LISTEN: Cincinnati band Oids' adventurous, rocket-fueled New Wave debut, 'Zonked!'

Formed out of the ashes of Injecting Strangers, Oids takes cues from New Wave and Post Punk and then twists them into their own offbeat image.

After a few years of theatrical, wild-eyed Art Rock and building up their name as one of the best live acts in Cincinnati, Injecting Strangers came to an abrupt halt. After singer Richard Ringer suddenly moved to Los Angeles, in early 2017 the band released the material they’d been working as the Dyin’ to Be Born EP. The three songs were among the band’s best, a culmination of the development of IJ’s intoxicatingly weird, super-adrenalized and highly melodic Prog Pop.

But instead of being left with a feeling of what could have been, IJ fans instead got new beginnings, and Cincinnati got a promising new band. While Ringer started the group Jr. Sun in L.A., the rest of the imaginative musicians — guitarist Peter Foley, bassist Dylan Oseas and drummer Chase Leonard — regrouped and continued writing, shaping the sound of what would become their new band, Oids.

“The story behind (Oids) begins with van rides to Injecting Strangers shows,” Foley recently explained to CityBeat in an email. “We would typically listen to new releases and share new albums we each had discovered recently — it could be anything from hip hop to punk to bedroom pop or whatever. However, on the way back home after the show when everyone was exhausted, Richard would sleep in the back seat and the rest of us would put on XTC or Tears for Fears or Peter Gabriel.

“The three of us wanted to keep playing together and felt that a new wave project would be super fun.”

While Foley stepped up to fill the singing role, he’d also written lots of synth parts, so the group decided to add a keyboardist. After moving from San Francisco to join the project (also playing sax), Oseas’ cousin Nathan — who performs as “Cousin Nathan” — became the final piece of the Oids puzzle.

Oids have been building up buzz on stages around Cincinnati, and this spring they began releasing digital singles in anticipation of their debut album, Zonked! After a soft launch last month as a limited-edition CD, Zonked! is available today digitally. Listen to the whole thing below and click the player to visit the band's Bandcamp page.

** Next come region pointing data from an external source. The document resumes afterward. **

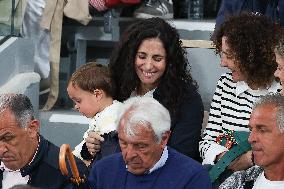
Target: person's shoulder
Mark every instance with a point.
(109, 161)
(183, 162)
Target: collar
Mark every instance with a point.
(27, 169)
(161, 161)
(3, 167)
(148, 94)
(242, 86)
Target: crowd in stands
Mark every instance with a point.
(146, 113)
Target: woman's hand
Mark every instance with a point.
(241, 163)
(93, 142)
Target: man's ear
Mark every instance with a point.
(165, 138)
(98, 93)
(33, 127)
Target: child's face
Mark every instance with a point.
(86, 103)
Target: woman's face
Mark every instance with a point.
(280, 69)
(150, 62)
(228, 61)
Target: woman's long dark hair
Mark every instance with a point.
(176, 76)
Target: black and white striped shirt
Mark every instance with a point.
(230, 110)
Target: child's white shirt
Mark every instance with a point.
(103, 122)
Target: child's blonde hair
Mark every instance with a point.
(91, 76)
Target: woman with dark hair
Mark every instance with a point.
(245, 44)
(279, 54)
(149, 60)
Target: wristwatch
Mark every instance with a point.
(237, 144)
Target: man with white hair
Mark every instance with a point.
(267, 140)
(26, 156)
(145, 160)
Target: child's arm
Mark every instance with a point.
(93, 142)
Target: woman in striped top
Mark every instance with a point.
(245, 45)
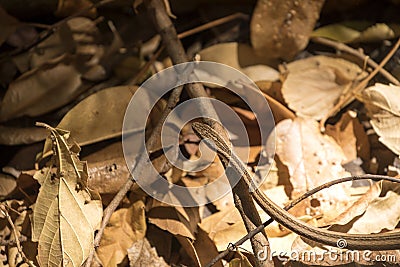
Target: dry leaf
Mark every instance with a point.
(349, 133)
(357, 31)
(312, 159)
(100, 124)
(107, 169)
(313, 85)
(280, 29)
(142, 254)
(66, 213)
(383, 105)
(125, 227)
(226, 226)
(187, 246)
(205, 248)
(176, 220)
(7, 184)
(41, 90)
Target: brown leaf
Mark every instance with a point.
(66, 212)
(7, 184)
(243, 58)
(126, 226)
(312, 159)
(40, 91)
(18, 136)
(282, 28)
(350, 135)
(382, 103)
(100, 124)
(313, 85)
(176, 220)
(142, 254)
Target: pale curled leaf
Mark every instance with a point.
(383, 105)
(126, 226)
(66, 214)
(313, 85)
(311, 158)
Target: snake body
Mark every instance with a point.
(381, 241)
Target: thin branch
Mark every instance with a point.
(345, 48)
(150, 145)
(295, 202)
(12, 242)
(350, 96)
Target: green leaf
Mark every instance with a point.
(66, 212)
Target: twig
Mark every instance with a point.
(21, 238)
(345, 48)
(350, 96)
(3, 210)
(151, 142)
(295, 202)
(177, 53)
(182, 35)
(212, 24)
(150, 145)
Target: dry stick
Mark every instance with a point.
(150, 144)
(185, 34)
(139, 167)
(178, 55)
(212, 24)
(16, 235)
(21, 238)
(345, 48)
(295, 202)
(346, 99)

If your are aware of Oids’ ’80s-tinted origin story and familiar with Injecting Strangers’ music, you’ll probably come away from listening to Zonked! thinking it is exactly what those ingredients should add up to. But few would go into listening to it knowing what to expect. The influence of synth-infused (and other) bands of the ’80s are evident, but with ¾ of the creative minds behind IJ running the Oids show, the end product is ingeniously constructed with an evident sense of experimentalism. The musicians take those New Wave and Post Punk elements and artfully twist them into their own distinct, slightly warped image.

Zonked! has a herky-jerky, zig-zagging flow on many levels. Besides the offbeat songwriting approach, the musicians’ versatility adds to the endearingly asymmetrical flow. Leonard is one of the city’s most creative drummers, and with Oids he continues to do much more than just keep time; his musicality allows the drums to be able to reshape the entire atmosphere at any moment during a song.

Likewise, Foley’s guitar work frequently vacillates between tones and feels, but his vocals and melodies are even more chameleon-like. On one of the album’s highlights, “Memory Banks,” the vocal swoon and swagger of Adam Ant is conjured, while on the similarly strong “Wrong Man,” Foley uses some hiccupping inflections that recall Dave Wakeling of The English Beat. The synths/keyboards on Zonked! play a relatively ornamental role, adding squishy squiggles, broad atmospherics and other interesting noises.

Zonked! is clearly inspired by ’80 “Alternative” music, but Oids don’t merely mimic the sounds of old XTC, DEVO or Cars records. They chase the spirit of how those classic songs make people feel and maybe borrow a few tricks and tools from the era, but the glaring originality of what they build out of those (and other) parts makes it an almost anti-nostalgic, wildly stimulating carnival ride.